I grit my teeth, ready for the end.
CRACK!
The beam never reaches me.
Jabez stumbles back—not from a blast, but a clang that echoes like thunder in my ears. His sharpened metal is knocked clean from his hands. A circular blur ricochets off his helmet and crashes into the wall with a vibrating hum before snapping back into the grip of—
Captain Jack
He steps through the broken entryway, dust swirling behind him like ghosts of battle past. His armor is a masterpiece of tactical evolution—midnight blue sculpted into precision, wrapping his frame with a balance of power and grace. Every line of the suit has intention: from the textured plating across his chest and abdomen to the layered panels that flex with his movement but lock against impact. The high-density material fits like a second skin, armored yet agile, built for the demands of war and the agility of a ghost.

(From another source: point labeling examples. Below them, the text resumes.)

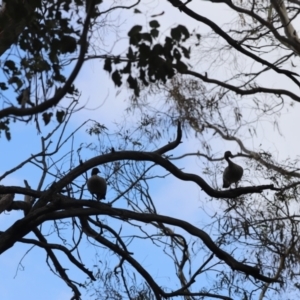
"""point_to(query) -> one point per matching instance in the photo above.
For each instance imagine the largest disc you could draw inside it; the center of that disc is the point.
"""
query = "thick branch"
(230, 40)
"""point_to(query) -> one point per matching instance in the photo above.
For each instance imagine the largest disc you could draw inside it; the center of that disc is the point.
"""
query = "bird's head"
(95, 171)
(227, 154)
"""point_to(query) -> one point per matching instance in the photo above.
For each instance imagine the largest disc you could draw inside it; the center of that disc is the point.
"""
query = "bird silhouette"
(232, 173)
(97, 185)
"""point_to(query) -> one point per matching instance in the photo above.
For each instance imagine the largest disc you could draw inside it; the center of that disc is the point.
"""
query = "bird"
(232, 173)
(97, 185)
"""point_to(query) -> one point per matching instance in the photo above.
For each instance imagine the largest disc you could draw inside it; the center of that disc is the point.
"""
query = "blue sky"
(172, 197)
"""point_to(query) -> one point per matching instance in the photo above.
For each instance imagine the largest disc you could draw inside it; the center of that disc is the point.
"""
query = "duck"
(232, 173)
(97, 185)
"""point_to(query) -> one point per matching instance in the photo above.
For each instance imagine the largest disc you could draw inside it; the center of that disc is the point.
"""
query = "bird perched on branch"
(97, 185)
(232, 173)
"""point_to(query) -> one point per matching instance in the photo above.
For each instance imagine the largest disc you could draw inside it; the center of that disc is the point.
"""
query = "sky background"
(30, 278)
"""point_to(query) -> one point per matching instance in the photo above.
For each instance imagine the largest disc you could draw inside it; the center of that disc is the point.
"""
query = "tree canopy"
(199, 78)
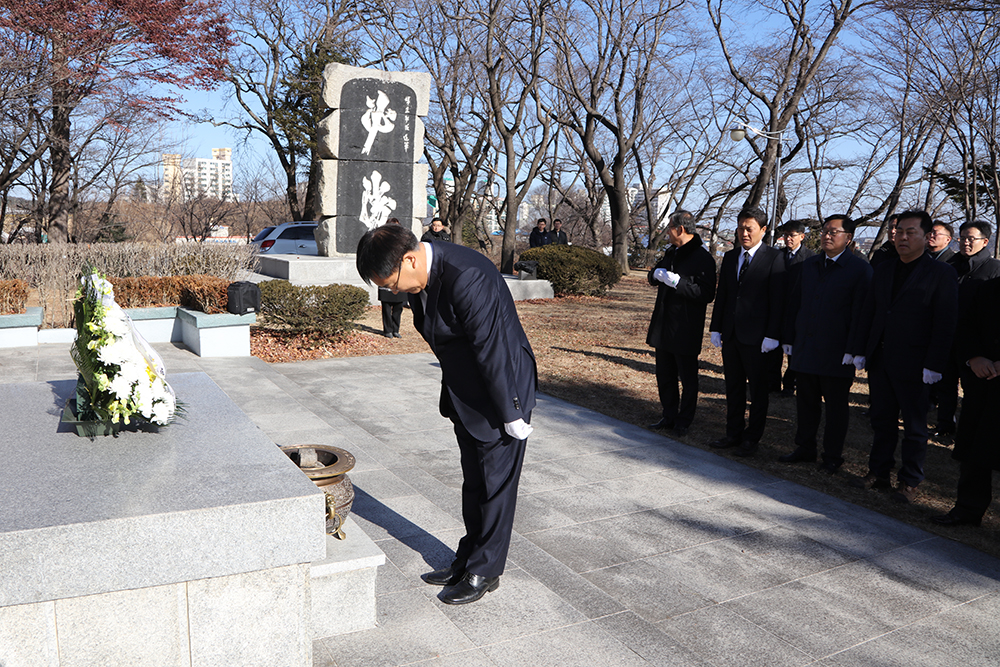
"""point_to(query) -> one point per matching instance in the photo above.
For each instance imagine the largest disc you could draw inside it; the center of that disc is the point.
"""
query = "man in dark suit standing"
(904, 339)
(746, 323)
(465, 312)
(825, 303)
(973, 265)
(938, 241)
(793, 233)
(977, 447)
(685, 281)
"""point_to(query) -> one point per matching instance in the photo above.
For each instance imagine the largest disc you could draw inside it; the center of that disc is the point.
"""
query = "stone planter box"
(220, 335)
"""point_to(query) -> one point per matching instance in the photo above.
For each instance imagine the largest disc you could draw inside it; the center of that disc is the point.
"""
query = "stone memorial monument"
(369, 144)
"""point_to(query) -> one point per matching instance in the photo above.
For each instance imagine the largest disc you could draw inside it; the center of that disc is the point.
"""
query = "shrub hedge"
(574, 270)
(325, 310)
(13, 295)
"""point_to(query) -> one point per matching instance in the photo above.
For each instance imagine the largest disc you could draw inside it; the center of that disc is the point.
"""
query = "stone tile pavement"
(629, 548)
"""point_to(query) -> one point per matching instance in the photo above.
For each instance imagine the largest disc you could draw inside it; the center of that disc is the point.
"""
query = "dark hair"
(381, 250)
(926, 223)
(756, 213)
(683, 219)
(845, 222)
(794, 227)
(948, 228)
(984, 227)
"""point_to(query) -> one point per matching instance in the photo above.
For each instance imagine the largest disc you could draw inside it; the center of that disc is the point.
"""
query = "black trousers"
(744, 366)
(678, 406)
(391, 313)
(812, 392)
(892, 399)
(947, 395)
(491, 471)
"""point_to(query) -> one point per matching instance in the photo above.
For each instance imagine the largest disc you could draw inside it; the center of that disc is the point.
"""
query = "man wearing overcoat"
(826, 302)
(685, 282)
(904, 340)
(464, 310)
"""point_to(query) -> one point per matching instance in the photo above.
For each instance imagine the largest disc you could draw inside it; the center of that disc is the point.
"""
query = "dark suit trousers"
(891, 399)
(678, 408)
(744, 365)
(391, 313)
(491, 471)
(947, 395)
(812, 391)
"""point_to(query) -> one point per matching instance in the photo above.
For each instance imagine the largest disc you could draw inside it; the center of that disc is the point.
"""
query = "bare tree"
(605, 55)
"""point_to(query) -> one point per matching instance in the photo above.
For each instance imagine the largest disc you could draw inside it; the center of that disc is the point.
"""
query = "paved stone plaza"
(629, 548)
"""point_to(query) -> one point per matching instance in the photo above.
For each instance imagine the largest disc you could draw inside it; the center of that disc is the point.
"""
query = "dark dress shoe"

The shoulders and arms are reinforced with dark alloy plates, seamlessly fused to give him both defense and dynamic range. Patterns of sharp black and indigo mesh across the suit like an exoskeletal blueprint—functional, but with the unmistakable presence of someone born to lead through chaos. From hip to thigh, tactical straps and weapon holsters are mounted with precision—no weight wasted, no motion unchecked.
His boots cut a bold silhouette—reinforced with red armored overlays that climb halfway to his knees, flared with stylized ridges that seem sculpted from battlefield flame. Crimson lines dance with sharp confidence down the boots, echoing the gauntlets that guard his forearms—sleek, layered, and braced for both speed and strength.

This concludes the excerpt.